In Python 2, how do I write to variable in the parent scope?

ThiefMaster picture ThiefMaster · Jan 31, 2011 · Viewed 25.6k times · Source

I have the following code inside a function:

stored_blocks = {}
def replace_blocks(m):
    block = m.group(0)
    block_hash = sha1(block)
    stored_blocks[block_hash] = block
    return '{{{%s}}}' % block_hash

num_converted = 0
def convert_variables(m):
    name = m.group(1)
    num_converted += 1
    return '<%%= %s %%>' % name

fixed = MATCH_DECLARE_NEW.sub('', template)
fixed = MATCH_PYTHON_BLOCK.sub(replace_blocks, fixed)
fixed = MATCH_FORMAT.sub(convert_variables, fixed)

Adding elements to stored_blocks works fine, but I cannot increase num_converted in the second subfunction:

UnboundLocalError: local variable 'num_converted' referenced before assignment

I could use global but global variables are ugly and I really don't need that variable to be global at all.

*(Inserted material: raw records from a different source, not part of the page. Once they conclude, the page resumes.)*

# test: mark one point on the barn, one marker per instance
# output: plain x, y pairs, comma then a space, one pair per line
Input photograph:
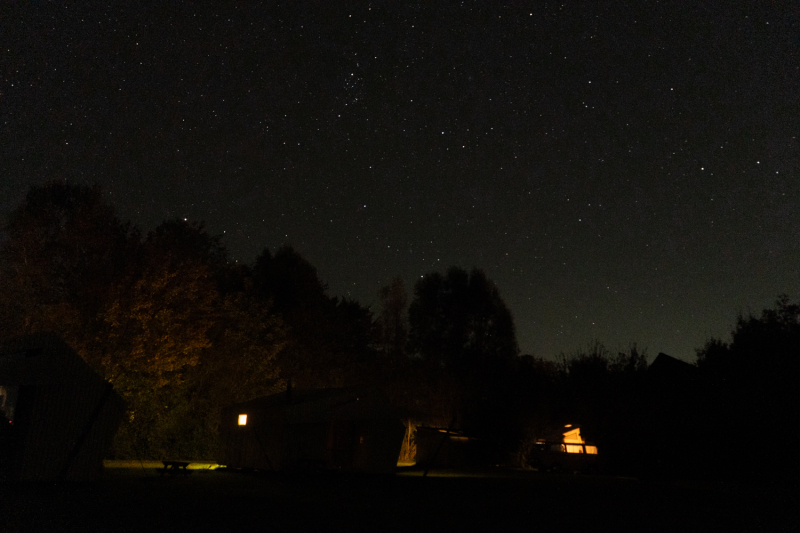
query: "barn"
353, 429
58, 416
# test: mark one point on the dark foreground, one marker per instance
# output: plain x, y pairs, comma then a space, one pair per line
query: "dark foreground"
140, 500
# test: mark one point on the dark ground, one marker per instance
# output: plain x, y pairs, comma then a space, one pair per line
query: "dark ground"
140, 500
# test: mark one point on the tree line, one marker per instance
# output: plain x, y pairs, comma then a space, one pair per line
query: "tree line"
180, 331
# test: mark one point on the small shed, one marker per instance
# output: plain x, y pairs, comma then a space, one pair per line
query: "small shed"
58, 416
351, 429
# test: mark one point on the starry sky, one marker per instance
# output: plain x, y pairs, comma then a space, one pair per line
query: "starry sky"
625, 171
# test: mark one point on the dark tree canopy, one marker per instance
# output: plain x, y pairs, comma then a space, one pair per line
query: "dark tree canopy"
459, 319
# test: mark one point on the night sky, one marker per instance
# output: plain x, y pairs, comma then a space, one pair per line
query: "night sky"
623, 171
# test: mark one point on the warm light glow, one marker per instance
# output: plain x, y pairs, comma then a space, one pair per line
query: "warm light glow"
573, 436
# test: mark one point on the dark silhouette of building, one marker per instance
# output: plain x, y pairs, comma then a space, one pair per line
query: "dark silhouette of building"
59, 416
331, 429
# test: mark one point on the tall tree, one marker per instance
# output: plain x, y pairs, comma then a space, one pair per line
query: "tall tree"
459, 319
64, 247
392, 323
329, 339
462, 331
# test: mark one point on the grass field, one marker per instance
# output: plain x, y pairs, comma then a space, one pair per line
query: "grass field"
134, 498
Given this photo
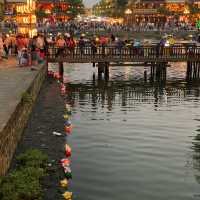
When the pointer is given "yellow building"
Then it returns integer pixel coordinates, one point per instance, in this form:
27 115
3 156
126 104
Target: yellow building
23 13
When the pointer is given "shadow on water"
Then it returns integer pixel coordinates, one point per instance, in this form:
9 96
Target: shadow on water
131 140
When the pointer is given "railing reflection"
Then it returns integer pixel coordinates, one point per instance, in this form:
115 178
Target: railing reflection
102 93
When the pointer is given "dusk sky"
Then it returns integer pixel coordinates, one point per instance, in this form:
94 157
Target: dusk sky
89 3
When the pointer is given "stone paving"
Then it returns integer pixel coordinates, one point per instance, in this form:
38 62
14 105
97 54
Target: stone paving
13 82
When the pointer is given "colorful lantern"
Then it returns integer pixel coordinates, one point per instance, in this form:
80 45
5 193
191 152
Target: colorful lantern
67 195
68 172
68 151
64 183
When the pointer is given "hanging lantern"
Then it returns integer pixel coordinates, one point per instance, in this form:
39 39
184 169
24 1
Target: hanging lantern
68 151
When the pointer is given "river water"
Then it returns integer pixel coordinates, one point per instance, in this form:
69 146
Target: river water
131 141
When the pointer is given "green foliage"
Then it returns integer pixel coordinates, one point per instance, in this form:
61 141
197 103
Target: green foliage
24 182
26 98
32 158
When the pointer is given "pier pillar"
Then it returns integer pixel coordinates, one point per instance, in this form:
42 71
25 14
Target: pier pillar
193 71
158 71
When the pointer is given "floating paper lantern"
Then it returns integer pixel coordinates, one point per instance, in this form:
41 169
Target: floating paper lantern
68 129
65 162
67 123
68 172
67 195
66 117
64 183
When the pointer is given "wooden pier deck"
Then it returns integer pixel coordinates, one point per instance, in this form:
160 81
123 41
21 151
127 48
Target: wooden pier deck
109 54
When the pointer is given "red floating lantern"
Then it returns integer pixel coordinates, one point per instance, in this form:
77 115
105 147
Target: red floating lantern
68 129
65 162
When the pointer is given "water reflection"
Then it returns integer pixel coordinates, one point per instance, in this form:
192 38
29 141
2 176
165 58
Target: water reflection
125 94
142 134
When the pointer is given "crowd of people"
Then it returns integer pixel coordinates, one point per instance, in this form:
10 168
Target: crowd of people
31 51
90 26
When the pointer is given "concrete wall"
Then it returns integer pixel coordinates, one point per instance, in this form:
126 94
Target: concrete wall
12 132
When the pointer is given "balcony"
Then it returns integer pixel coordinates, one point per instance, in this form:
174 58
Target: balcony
144 11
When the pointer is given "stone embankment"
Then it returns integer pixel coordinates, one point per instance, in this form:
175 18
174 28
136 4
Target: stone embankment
19 88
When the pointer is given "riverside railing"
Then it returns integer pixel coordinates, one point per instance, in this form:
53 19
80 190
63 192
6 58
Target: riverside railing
155 53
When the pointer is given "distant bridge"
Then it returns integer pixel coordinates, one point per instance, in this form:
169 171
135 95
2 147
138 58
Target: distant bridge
178 53
155 56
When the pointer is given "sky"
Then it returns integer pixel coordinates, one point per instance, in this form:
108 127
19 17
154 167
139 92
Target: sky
89 3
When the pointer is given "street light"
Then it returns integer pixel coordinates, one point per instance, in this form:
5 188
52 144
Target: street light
128 12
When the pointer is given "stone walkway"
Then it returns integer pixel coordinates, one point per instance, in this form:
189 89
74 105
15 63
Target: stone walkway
13 82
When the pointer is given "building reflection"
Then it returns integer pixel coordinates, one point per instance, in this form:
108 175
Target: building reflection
124 94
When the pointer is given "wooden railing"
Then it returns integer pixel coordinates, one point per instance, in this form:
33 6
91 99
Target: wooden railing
125 54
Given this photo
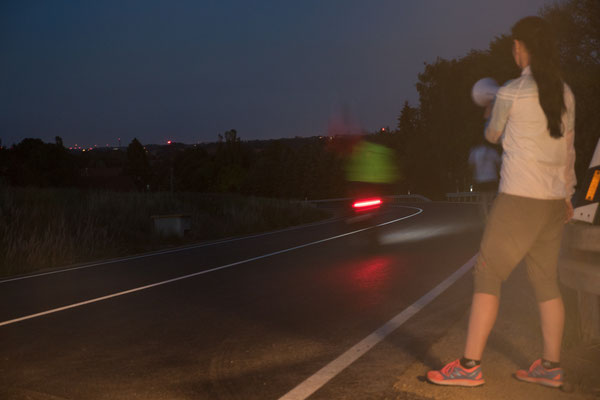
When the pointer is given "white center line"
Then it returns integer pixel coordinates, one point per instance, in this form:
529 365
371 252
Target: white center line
110 296
325 374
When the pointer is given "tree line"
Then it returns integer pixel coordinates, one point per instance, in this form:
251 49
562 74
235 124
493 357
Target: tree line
431 140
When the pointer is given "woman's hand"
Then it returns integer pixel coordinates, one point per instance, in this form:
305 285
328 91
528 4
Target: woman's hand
569 210
488 110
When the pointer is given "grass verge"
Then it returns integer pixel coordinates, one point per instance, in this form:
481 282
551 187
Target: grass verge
49 228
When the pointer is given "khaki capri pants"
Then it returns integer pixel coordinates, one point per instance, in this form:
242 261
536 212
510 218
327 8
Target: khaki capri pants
517 228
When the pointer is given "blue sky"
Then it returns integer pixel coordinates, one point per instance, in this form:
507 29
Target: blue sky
94 71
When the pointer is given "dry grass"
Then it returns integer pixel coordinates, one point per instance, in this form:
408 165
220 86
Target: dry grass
46 228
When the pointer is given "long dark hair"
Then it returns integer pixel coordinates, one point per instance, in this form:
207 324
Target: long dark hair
537 36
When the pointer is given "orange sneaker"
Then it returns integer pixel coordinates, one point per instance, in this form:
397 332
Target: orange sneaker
454 374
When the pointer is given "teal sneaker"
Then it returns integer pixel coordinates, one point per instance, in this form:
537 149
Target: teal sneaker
538 374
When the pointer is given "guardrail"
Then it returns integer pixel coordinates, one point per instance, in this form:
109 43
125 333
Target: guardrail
470 197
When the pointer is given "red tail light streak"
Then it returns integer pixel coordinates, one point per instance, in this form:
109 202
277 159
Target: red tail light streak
366 204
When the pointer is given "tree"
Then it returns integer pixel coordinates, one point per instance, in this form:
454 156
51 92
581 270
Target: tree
408 120
575 23
35 163
137 164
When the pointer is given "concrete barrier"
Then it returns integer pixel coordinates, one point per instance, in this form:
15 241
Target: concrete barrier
173 224
579 269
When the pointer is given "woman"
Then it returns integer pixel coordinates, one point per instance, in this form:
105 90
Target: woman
534 117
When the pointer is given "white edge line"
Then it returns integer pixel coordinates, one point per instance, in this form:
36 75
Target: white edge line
161 252
325 374
97 299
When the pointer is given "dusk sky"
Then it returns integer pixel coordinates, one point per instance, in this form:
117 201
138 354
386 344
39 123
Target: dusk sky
94 71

So I'm curious how I can write to a variable in the parent function's scope. nonlocal num_converted would probably do the job, but I need a solution that works with Python 2.x.

Answer

Marcelo Cantos picture Marcelo Cantos · Jan 31, 2011

Problem: This is because Python's scoping rules are demented. The presence of the += assignment operator marks the target, num_converted, as local to the enclosing function's scope, and there is no sound way in Python 2.x to access just one scoping level out from there. Only the global keyword can lift variable references out of the current scope, and it takes you straight to the top.

Fix: Turn num_converted into a single-element array.

num_converted = [0]
def convert_variables(m):
    name = m.group(1)
    num_converted[0] += 1
    return '<%%= %s %%>' % name